В четырнадцать часов прозвучали склянки, все начали выбегать из здания. Побежал и я.
В общем-то, после нескольких недель пробежечных тренировок, до парка я мог добраться и без того, чтобы забегать в кафе. А тут почувствовал, что не смогу. Но оба тематических кафе я уже миновал, а вот дальше ни бежать, ни идти не было никаких сил. Я прислонился к мусорному баку – ничего другого рядом не оказалось – и подобрал кем-то брошенный «Церковный вестник». Быстро нашел погодную страницу. «Вестник» оказался намного оперативнее «Голоса Побережья». Если в «Голосе» только прогнозировали «африканский прорыв», то «Церковный вестник» сообщал, что просторами государства он уже идет вовсю. Получалось так, что именно в тот период времени, что я сижу здесь, под баком, а потом буду добираться к доктору Романеско как раз этот прорыв и будет гулять тут вовсю. Да я ведь прямо сейчас его ощущаю – скорее всего, первая порция мелкой дисперсной пыли уже идет: в горле першит, дыхание стесненное, говорят, что именно это и есть верный признак того, что начинаешь глотать сахарский песочек. Я приподнялся с тротуара и вдруг увидел неподалеку вывеску незнакомого мне локаля, раньше я его как-то не замечал. Они уже закрывались, но кельнер сжалился надо мной, растопыренной рукой показал: «на пять минут только – прошу меня простить!»

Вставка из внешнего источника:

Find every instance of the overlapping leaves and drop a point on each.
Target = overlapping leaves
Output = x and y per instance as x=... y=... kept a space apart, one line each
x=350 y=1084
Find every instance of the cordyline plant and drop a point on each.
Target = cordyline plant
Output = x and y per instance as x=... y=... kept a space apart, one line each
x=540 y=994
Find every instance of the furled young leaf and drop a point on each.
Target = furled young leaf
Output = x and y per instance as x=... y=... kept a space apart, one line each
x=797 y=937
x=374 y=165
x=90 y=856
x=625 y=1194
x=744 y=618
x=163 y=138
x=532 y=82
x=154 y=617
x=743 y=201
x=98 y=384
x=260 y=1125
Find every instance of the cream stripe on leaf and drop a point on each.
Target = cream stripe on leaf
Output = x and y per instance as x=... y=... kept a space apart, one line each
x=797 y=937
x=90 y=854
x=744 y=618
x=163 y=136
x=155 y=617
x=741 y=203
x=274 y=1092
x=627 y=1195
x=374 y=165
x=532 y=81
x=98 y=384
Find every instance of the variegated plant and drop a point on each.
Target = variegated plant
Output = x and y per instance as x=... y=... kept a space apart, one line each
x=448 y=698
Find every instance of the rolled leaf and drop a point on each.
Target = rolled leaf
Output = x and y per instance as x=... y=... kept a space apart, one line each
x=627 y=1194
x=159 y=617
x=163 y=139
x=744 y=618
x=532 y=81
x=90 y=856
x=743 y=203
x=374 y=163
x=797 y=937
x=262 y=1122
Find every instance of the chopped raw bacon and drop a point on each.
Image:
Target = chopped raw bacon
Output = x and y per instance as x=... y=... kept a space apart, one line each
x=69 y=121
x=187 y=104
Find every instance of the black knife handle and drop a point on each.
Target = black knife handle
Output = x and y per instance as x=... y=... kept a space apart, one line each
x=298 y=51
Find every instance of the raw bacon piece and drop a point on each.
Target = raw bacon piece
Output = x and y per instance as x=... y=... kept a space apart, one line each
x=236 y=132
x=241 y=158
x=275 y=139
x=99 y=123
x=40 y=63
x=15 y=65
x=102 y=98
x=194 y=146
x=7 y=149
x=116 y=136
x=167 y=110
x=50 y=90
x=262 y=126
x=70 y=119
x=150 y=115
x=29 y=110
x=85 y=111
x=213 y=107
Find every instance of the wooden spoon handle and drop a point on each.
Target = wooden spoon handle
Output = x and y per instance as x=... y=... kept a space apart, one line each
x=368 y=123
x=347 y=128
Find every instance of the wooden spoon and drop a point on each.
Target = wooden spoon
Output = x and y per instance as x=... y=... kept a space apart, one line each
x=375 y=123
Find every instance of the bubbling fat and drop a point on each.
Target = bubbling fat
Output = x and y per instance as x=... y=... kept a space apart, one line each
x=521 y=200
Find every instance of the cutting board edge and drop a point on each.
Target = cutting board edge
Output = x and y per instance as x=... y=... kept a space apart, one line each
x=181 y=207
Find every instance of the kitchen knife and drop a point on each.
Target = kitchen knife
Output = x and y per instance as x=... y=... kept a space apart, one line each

Как и полагается, кельнер протянул мне салфетку со льдом.
– Может, еще одну?
– Не нужно. Это все газеты сбили с толку. Одни пишут, что…
– Это жуткое преддверие прорыва надвигается не всегда предсказуемо. От скорости и направления ветра зависит. В большинстве случаев все происходит неожиданно.
Он пододвинул в мою сторону бокал минеральной со смородиновым сиропом. Я пил небольшими глотками, и в голове неотступно крутились эти слова о ветре. Ах, как мне понравились эти его слова – «от скорости и направления ветра зависит». Не знаю почему, но они запали мне в душу…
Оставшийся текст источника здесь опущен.